Chinese billionaires find themselves in a bit of a conundrum. They are short on money. Yes, you read that correctly. Chinese billionaires are facing a cash shortage and that is causing a fair number of billionaires to lose their 10 figure fortunes. A recent study at two Chinese universities found that access to financing is one of the top factors that can determine the success or failure of budding billionaire entrepreneurs.
China has been in a period of unprecedented economic boom since the late 1970s. As a result, there has been a rapid rise of a whole new class of Chinese billionaires. Nearly all of them are self-made. In fact, the rise in billionaires in China has been so swift, that in 2015, the country overtook the United States as the home of the largest number of billionaires in the world.

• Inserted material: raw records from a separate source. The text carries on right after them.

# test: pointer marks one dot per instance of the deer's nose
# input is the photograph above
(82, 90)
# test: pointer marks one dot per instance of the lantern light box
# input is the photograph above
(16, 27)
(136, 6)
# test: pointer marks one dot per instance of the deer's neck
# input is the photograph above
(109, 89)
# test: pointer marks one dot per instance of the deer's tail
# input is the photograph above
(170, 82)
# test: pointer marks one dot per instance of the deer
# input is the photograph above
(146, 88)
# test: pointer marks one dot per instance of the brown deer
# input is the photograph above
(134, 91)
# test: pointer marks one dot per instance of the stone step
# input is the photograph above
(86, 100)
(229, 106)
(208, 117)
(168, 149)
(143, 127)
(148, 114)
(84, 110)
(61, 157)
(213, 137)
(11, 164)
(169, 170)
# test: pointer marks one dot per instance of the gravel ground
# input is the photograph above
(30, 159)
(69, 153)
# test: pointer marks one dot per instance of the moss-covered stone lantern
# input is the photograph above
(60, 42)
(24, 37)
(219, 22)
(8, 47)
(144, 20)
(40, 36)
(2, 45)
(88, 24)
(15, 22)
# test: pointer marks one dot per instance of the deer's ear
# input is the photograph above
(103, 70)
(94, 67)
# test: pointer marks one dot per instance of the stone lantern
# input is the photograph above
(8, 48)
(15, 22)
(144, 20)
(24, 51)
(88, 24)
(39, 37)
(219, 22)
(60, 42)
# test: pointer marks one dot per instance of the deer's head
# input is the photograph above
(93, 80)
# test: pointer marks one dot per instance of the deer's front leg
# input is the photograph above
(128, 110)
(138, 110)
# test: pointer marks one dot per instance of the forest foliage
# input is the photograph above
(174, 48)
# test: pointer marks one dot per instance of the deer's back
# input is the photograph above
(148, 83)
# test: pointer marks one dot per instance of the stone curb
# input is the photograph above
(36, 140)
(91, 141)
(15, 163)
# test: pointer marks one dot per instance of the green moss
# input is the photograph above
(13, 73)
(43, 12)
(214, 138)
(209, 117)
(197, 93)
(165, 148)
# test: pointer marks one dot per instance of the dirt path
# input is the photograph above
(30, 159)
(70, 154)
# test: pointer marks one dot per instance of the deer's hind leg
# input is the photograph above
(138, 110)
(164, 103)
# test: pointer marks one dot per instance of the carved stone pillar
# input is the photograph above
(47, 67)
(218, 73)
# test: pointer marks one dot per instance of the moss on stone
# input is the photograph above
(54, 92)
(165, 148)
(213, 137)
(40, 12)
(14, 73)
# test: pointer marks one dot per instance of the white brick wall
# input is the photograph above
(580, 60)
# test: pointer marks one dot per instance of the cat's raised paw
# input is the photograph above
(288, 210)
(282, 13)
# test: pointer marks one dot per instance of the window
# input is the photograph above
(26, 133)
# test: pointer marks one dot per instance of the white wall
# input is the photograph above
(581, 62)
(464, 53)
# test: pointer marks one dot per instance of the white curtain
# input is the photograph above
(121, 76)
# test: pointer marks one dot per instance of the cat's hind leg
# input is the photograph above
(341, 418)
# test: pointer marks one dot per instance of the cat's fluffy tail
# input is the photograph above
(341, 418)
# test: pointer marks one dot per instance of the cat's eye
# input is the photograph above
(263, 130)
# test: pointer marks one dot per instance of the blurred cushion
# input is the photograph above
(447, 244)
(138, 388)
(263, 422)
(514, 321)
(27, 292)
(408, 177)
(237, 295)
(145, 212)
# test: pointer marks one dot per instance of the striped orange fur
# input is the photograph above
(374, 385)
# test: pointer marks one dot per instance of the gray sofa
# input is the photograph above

Unlike in the U.S., there is a high amount of change in the Chinese billionaire lists. A billionaire may make the 2016 list and not the 2017. Billionaires rise in ranking and fall off the list in much greater proportions than in any other country. Basically, while there has been an explosion of billionaires in China, only a bit more than a third of the billionaires from 2000 to 2013 remained billionaires. Even more puzzling, once a Chinese billionaire falls of the list, he or she is very unlikely to regain billionaire status.
But why does this matter? After all, China is a long way away. Well, it matters because as a rule, self-made billionaires make a large impact on the economic growth of their country. A large rate of failure, such as in China, may not just stunt economic growth, but also leads to turbulence and uncertainty in the local economy.
This leads us to ask what the cause of the high turnover amongst China's billionaire entrepreneurs is. And why do so many of them fail?
The answer to these questions lists largely in the factors that make up billionaire longevity. Those factors include gender, educational background, access to finance, political connections, and an access to social networks. Among first generation billionaires (or former billionaires), those with an MBA were less likely to fail and older, male billionaires were also less likely to fall off the billionaire list.
More than any other factor, it is the access to financing that predicts the failure rate of Chinese billionaire entrepreneurs. It is surprising that billionaires have a shortage of funds due to a lack of access to financing, but that's how it is in China.
Access to political connections also plays a role on the fortunes of Chinese billionaires—both positively and negatively. Having ties to political officials helps billionaire longevity. However, losing these connections—which is pretty inevitable in China—can be a leading cause of a billionaire not only losing his or her fortune, but also ending up in jail.
The high failure rate of Chinese billionaires can really be traced back to a lack of access to finance. China simply doesn't have the robust world of VC's that the U.S. has. In fact, access to finance is growing tougher for Chinese entrepreneurs due to the country's state-owned banks tightening access to financing and credit as well as placing more restrictions on just what any financing obtained can be used for.
This does not bode well for future Chinese billionaires. Without access to finance to grow their businesses, how can they sustain their high net worth?